I thought I'd go back downstairs and spend just a little more time with the pictures. When I got to the restaurant, though, it was closed for the night, its lights off. But the adjacent bar was open, if not exactly crowded; the bartender said that I was welcome to turn the restaurant lights on and wander around looking at the photographs.

So I did. There was a photo of the women of the Canteen serving the soldiers at one of the long tables covered with dishes of donated food; there was a photo of the soldiers and sailors running inside from a train; there was a photo of a workman adjusting the Canteen sign outside the depot as the volunteers stood watching.

And then there was one I hadn't noticed before. It was
a photograph of North Platte on V-J Day—it looked as if it had been taken in the evening. The downtown streets, in the area of the Pawnee Hotel, were filled with cars, mostly black sedans. It was a celebration—downtown was jammed bumper-to-bumper—but if a big celebration can ever be described as orderly, this one appeared to be. The war was over; the people of the town had turned out to rejoice together.
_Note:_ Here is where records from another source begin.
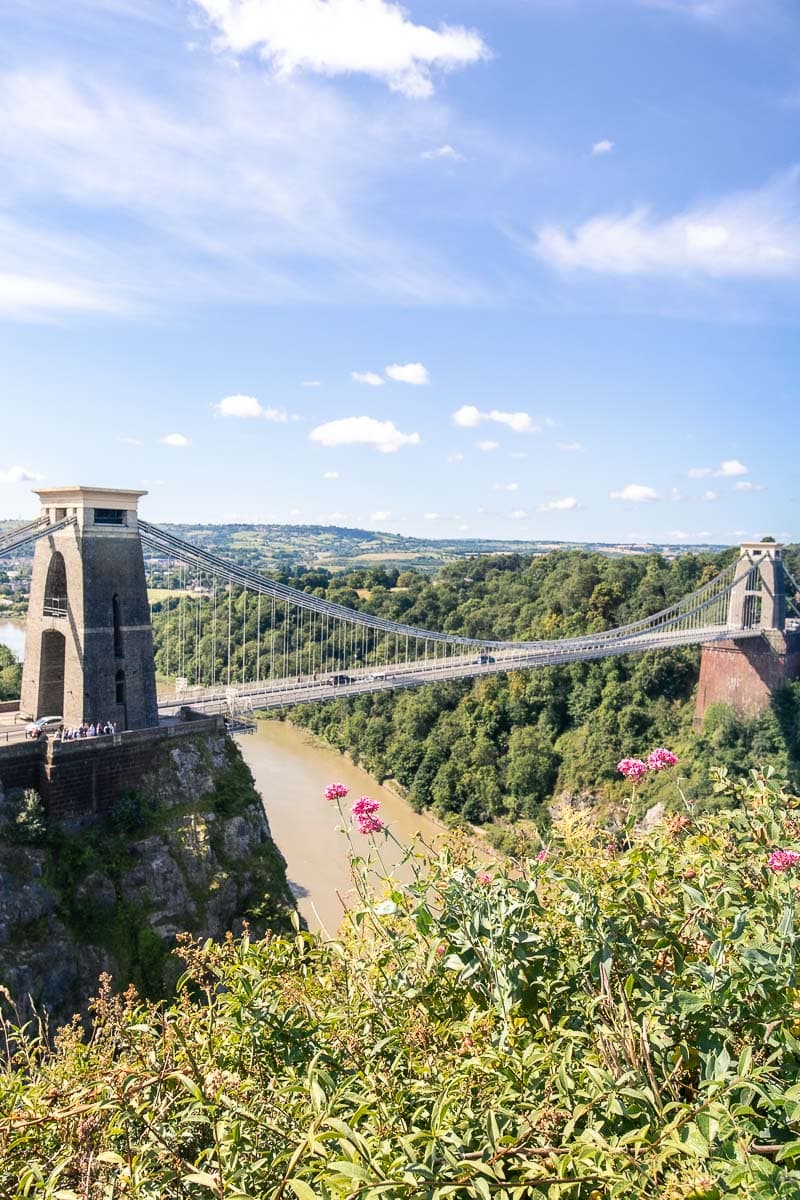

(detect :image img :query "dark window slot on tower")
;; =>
[112,595,122,659]
[95,509,127,524]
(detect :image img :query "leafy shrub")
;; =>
[0,770,800,1200]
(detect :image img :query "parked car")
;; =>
[25,716,64,738]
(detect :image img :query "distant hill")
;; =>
[0,520,724,570]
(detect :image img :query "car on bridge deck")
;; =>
[25,716,64,738]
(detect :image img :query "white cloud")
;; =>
[0,467,44,484]
[539,496,582,512]
[0,66,487,320]
[452,404,541,433]
[190,0,489,97]
[0,271,126,318]
[386,362,431,388]
[350,371,385,388]
[533,168,800,278]
[420,143,464,162]
[608,484,658,504]
[308,416,422,454]
[715,458,750,479]
[687,458,750,479]
[212,394,289,422]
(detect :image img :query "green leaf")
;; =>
[182,1171,219,1192]
[289,1180,319,1200]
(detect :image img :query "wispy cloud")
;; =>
[350,371,386,388]
[308,416,422,454]
[687,458,750,479]
[0,466,44,484]
[608,484,660,504]
[420,142,464,162]
[452,404,541,433]
[0,64,485,318]
[189,0,489,97]
[533,168,800,280]
[386,362,431,388]
[212,394,289,424]
[539,496,582,512]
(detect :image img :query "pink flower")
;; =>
[766,850,800,871]
[616,758,648,784]
[648,746,678,770]
[353,796,386,836]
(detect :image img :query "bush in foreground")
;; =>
[0,772,800,1200]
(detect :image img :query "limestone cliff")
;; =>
[0,733,294,1024]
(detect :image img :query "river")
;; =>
[0,617,25,662]
[0,617,443,934]
[237,721,443,934]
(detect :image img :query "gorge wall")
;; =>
[0,732,294,1025]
Tonight, all these summers later, in the bar of my hotel the television sets were showing a sports event to the few people still having drinks, but the play-by-play was turned down, and music from a tape or a jukebox filled the room. I could hear it—a song by the rock group Kansas.

I looked at the faces of the men and women in the photographs—the young men in uniform stepping off the troop trains, the women working in the Canteen—and, as the sound drifted over from the barroom, I listened to the words from the song.

Dust in the wind,
All we are is dust in the wind….

I stayed a few more minutes, then departed for my room, turning off the lights on my way out.